Co-founder Edward Qu tells us the firm’s offering is historically geared heavily towards Chinese consumers: “Currently 80 per cent of the games on MHT platform are from Chinese IP. Games available on our platform are mainly family-oriented games with Chinese elements such as local music, language and characters. Collaborative play is also very popular.”
However, MHT Game has managed to bring some Western-developed but globally popular titles to its platform – including PopCap’s Plants Vs Zombies and Vector Unit’s Riptide GP racing series – and it’s keen to expand on this.
“China is two decades behind the West for TV-based games due to the shut out of console games and hardware,” explains European business development manager Gerry Berkley. “Now that the Chinese government has lifted the ban, our objective is to bring the gaming experience back into the China family living room.
“We know that European developers have an excellent track record of creating exciting and innovative products. We are looking for partners who are experienced with family-oriented games and are prepared to fully embrace the opportunity to break into the Chinese market.
“We are offering partners who collaborate with MHT Game a window into a market that can provide them with an additional revenue stream, as we jointly benefit from the market growth.”
China is the last big market to target. There is a rapidly growing middle class population that can now afford to invest in new gaming platforms.
Gerry Berkley, MHT Game
The company wishes to maintain the family-friendly nature of its games library, seeking titles that are suitable for young children, as well as racers, action games, cartoonish shoot-‘em-ups, sports titles and casual games.
Qu believes the lifting of the console ban marks a new era for his home market, and while a lot of people’s focus will be on the three consoles finally making their way to shelves, the increased attention should benefit firms like MHT.

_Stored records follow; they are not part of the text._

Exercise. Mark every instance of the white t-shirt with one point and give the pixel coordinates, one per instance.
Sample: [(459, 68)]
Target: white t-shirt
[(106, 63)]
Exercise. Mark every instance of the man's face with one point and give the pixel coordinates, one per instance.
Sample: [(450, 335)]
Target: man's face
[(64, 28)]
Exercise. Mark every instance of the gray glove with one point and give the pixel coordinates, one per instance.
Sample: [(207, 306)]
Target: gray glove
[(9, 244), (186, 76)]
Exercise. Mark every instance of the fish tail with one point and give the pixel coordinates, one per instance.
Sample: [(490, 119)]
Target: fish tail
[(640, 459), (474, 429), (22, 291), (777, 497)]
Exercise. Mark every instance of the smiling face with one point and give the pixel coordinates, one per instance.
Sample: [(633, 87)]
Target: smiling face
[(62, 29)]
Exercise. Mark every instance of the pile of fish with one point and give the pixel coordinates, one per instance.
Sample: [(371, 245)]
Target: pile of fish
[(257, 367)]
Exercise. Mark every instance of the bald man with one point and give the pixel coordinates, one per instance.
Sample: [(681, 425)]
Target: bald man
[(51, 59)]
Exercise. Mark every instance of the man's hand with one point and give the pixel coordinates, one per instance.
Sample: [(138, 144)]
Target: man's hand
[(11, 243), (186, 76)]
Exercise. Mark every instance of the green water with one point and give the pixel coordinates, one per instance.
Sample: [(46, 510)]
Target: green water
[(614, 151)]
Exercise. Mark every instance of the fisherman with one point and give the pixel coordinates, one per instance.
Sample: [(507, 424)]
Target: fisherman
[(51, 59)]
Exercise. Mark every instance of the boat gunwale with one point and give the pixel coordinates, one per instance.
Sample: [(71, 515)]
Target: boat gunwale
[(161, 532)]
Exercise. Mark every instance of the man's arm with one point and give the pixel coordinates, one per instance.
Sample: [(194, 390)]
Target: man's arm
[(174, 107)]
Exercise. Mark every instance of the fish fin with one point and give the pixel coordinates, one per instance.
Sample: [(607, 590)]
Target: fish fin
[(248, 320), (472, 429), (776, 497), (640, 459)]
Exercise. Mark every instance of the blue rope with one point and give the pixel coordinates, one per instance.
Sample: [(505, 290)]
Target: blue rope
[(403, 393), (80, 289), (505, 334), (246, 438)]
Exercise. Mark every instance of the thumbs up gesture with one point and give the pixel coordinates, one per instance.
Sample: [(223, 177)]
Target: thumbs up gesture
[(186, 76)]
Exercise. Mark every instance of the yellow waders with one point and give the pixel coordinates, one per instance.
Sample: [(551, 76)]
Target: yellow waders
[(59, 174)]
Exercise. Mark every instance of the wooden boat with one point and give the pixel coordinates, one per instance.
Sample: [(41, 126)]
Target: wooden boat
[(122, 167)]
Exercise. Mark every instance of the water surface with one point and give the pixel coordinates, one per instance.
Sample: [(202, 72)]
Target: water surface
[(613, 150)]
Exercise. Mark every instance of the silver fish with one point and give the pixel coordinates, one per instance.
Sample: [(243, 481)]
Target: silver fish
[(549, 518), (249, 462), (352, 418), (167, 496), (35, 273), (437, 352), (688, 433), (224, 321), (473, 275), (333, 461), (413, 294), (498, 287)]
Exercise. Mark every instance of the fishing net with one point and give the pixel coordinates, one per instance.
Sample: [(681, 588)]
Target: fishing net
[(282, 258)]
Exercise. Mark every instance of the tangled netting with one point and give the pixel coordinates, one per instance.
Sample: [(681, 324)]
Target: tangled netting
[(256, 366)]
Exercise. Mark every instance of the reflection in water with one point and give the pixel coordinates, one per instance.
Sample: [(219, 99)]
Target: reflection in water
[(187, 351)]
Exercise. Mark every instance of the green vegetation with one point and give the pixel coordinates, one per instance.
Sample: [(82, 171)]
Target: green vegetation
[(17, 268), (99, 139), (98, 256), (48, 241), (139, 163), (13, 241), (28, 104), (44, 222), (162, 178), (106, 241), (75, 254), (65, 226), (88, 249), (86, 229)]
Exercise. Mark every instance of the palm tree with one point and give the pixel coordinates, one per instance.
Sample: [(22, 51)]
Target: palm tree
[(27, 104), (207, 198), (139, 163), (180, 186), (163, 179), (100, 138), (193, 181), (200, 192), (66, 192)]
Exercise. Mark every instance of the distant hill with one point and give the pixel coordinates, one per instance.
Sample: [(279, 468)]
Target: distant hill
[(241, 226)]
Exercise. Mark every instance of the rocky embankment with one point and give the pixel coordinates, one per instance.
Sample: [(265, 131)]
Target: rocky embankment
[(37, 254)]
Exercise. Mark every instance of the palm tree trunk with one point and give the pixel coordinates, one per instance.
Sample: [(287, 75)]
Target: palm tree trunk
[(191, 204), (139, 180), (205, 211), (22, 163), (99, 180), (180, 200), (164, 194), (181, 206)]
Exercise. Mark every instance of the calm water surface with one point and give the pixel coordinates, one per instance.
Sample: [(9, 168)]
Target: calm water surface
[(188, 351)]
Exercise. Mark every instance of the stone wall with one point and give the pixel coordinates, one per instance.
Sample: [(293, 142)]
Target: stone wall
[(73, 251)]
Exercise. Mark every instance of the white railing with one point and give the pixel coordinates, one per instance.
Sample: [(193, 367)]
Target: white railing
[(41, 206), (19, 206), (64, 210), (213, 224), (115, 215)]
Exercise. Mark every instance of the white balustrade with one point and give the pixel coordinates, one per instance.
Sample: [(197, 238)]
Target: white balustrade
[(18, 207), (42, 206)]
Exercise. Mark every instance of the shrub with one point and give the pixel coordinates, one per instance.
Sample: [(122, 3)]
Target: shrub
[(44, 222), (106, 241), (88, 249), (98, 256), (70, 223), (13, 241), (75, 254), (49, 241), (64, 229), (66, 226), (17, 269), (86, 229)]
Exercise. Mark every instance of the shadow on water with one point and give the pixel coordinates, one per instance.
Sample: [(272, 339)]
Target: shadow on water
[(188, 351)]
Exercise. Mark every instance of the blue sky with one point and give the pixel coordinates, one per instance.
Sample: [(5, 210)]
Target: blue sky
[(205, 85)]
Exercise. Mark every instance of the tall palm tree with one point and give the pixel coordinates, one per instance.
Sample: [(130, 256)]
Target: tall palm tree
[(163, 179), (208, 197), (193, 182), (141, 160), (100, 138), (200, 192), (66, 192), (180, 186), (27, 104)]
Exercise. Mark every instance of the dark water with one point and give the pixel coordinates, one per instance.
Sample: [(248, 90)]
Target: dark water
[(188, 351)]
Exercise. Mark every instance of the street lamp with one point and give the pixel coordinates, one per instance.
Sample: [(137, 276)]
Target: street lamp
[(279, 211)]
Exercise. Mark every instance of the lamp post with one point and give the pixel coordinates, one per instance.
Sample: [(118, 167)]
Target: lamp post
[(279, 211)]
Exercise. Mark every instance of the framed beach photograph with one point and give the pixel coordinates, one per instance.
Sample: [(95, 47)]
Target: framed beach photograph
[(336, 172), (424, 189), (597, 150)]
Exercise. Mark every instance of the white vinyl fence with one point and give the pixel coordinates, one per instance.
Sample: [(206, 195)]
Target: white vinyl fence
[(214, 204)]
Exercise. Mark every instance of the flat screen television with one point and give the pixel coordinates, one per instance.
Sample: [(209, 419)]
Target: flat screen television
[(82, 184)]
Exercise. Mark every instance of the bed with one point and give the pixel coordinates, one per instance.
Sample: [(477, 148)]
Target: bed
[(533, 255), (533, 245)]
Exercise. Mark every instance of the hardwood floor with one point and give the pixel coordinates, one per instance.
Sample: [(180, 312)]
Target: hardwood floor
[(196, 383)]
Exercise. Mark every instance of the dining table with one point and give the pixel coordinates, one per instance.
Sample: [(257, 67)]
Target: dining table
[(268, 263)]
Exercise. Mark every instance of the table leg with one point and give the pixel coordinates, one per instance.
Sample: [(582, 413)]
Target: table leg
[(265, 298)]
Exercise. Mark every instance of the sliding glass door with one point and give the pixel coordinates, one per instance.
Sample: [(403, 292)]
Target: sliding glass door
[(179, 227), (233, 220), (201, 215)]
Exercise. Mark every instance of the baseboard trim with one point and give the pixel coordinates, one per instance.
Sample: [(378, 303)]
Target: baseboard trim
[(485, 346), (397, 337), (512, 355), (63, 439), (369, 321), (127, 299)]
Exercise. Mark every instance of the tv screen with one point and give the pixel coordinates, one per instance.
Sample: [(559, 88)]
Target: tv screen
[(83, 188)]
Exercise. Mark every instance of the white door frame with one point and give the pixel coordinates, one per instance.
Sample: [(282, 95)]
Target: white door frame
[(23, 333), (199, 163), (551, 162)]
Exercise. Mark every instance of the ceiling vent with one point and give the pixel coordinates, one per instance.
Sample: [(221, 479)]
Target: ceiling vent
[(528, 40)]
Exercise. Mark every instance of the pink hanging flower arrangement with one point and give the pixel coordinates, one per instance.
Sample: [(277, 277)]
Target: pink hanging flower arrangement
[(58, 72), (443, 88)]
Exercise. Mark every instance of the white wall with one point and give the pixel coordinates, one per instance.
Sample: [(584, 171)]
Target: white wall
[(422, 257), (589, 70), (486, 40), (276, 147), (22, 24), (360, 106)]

“It’s good news for everyone involved in video games,” he said. “Our view is that the entry of the major console format holders will boost the awareness of the Chinese video games market opportunity.”
He adds that, while releasing games in the East can be a daunting prospect for Western devs, MHT Game is eager to make the process as accessible as possible.
“We are very keen to work hand-in-hand with our publishing and development partners for language and technical support,” he says. “We can also offer a full localisation service.
“Ultimately we would hope that developers consider a release on our Chinese TV gaming platform when they are developing new IP.”
Berkley stresses that this represents a major opportunity for developers – particularly smaller ones – to establish themselves in a relatively new market. With the mobile and PC marketplaces being so crowded, and consoles still largely dominated by triple-A games, Eastern games platforms offer a fresh alternative.
“China is the last big market to target,” he says. “There is a rapidly growing middle class population that can now afford to invest in new gaming platforms.”